Biostatistics Department, Princess Margaret Cancer Research Centre, Toronto, Ontario, Canada.
Dalla Lana School of Public Health, University of Toronto, Toronto, Ontario, Canada.
PLoS One. 2021 Feb 16;16(2):e0246159. doi: 10.1371/journal.pone.0246159. eCollection 2021.
Feature selection on high dimensional data along with the interaction effects is a critical challenge for classical statistical learning techniques. Existing feature selection algorithms such as random LASSO leverages LASSO capability to handle high dimensional data. However, the technique has two main limitations, namely the inability to consider interaction terms and the lack of a statistical test for determining the significance of selected features. This study proposes a High Dimensional Selection with Interactions (HDSI) algorithm, a new feature selection method, which can handle high-dimensional data, incorporate interaction terms, provide the statistical inferences of selected features and leverage the capability of existing classical statistical techniques.
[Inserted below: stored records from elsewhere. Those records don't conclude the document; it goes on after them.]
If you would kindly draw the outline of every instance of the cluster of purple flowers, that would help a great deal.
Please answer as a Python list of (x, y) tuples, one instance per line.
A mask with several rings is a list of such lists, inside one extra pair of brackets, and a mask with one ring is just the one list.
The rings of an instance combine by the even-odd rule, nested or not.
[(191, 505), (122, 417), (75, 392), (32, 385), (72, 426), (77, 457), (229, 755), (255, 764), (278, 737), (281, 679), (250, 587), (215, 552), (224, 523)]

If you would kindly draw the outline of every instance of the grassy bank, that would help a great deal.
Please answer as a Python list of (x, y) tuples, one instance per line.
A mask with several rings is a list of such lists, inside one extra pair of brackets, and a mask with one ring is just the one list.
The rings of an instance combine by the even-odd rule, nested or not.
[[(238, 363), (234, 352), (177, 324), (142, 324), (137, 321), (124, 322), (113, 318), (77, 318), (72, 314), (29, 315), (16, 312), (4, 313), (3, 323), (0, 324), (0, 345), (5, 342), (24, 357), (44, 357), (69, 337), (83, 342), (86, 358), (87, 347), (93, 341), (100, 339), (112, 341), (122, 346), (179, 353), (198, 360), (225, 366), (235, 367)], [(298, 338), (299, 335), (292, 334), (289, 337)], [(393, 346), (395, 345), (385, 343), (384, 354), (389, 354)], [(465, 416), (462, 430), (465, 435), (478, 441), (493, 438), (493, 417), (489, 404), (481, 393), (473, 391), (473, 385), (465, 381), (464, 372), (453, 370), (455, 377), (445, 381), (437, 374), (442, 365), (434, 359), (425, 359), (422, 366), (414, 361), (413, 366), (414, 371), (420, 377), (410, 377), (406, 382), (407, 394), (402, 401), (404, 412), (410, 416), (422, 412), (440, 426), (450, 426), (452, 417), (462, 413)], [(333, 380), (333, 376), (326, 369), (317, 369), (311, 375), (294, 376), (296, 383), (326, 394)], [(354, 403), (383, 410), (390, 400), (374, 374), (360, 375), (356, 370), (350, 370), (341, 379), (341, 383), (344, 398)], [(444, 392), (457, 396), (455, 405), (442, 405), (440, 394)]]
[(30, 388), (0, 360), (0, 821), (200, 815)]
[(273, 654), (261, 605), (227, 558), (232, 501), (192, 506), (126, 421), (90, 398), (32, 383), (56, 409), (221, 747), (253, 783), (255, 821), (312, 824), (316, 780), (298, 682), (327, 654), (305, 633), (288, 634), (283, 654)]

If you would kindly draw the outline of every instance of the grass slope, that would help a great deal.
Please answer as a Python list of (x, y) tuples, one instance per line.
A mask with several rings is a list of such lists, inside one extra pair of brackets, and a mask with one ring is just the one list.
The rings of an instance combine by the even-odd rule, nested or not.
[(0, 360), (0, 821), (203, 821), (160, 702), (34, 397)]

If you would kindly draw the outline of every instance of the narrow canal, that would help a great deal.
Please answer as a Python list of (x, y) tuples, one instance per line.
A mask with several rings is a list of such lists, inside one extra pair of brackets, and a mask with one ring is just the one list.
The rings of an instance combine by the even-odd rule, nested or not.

The method allows the application of any statistical technique like LASSO and subset selection on multiple bootstrapped samples; each contains randomly selected features. Each bootstrap data incorporates interaction terms for the randomly sampled features. The selected features from each model are pooled and their statistical significance is determined. The selected statistically significant features are used as the final output of the approach, whose final coefficients are estimated using appropriate statistical techniques. The performance of HDSI is evaluated using both simulated data and real studies. In general, HDSI outperforms the commonly used algorithms such as LASSO, subset selection, adaptive LASSO, random LASSO and group LASSO.
在高维数据上进行特征选择以及交互作用是经典统计学习技术的一个关键挑战。现有的特征选择算法,如随机 LASSO,利用 LASSO 能力来处理高维数据。然而,该技术有两个主要的局限性,即无法考虑交互项,也缺乏用于确定所选特征重要性的统计检验。本研究提出了一种新的特征选择方法——高维交互选择(HDSI)算法,它可以处理高维数据,纳入交互项,为所选特征提供统计推断,并利用现有经典统计技术的能力。该方法允许在多个自举样本上应用任何统计技术,如 LASSO 和子集选择;每个样本都包含随机选择的特征。每个自举数据都包含随机采样特征的交互项。从每个模型中选择的特征被汇集在一起,并确定其统计显著性。选择具有统计学意义的特征作为该方法的最终输出,其最终系数使用适当的统计技术进行估计。HDSI 的性能通过模拟数据和真实研究进行评估。总的来说,HDSI 优于常用的算法,如 LASSO、子集选择、自适应 LASSO、随机 LASSO 和组 LASSO。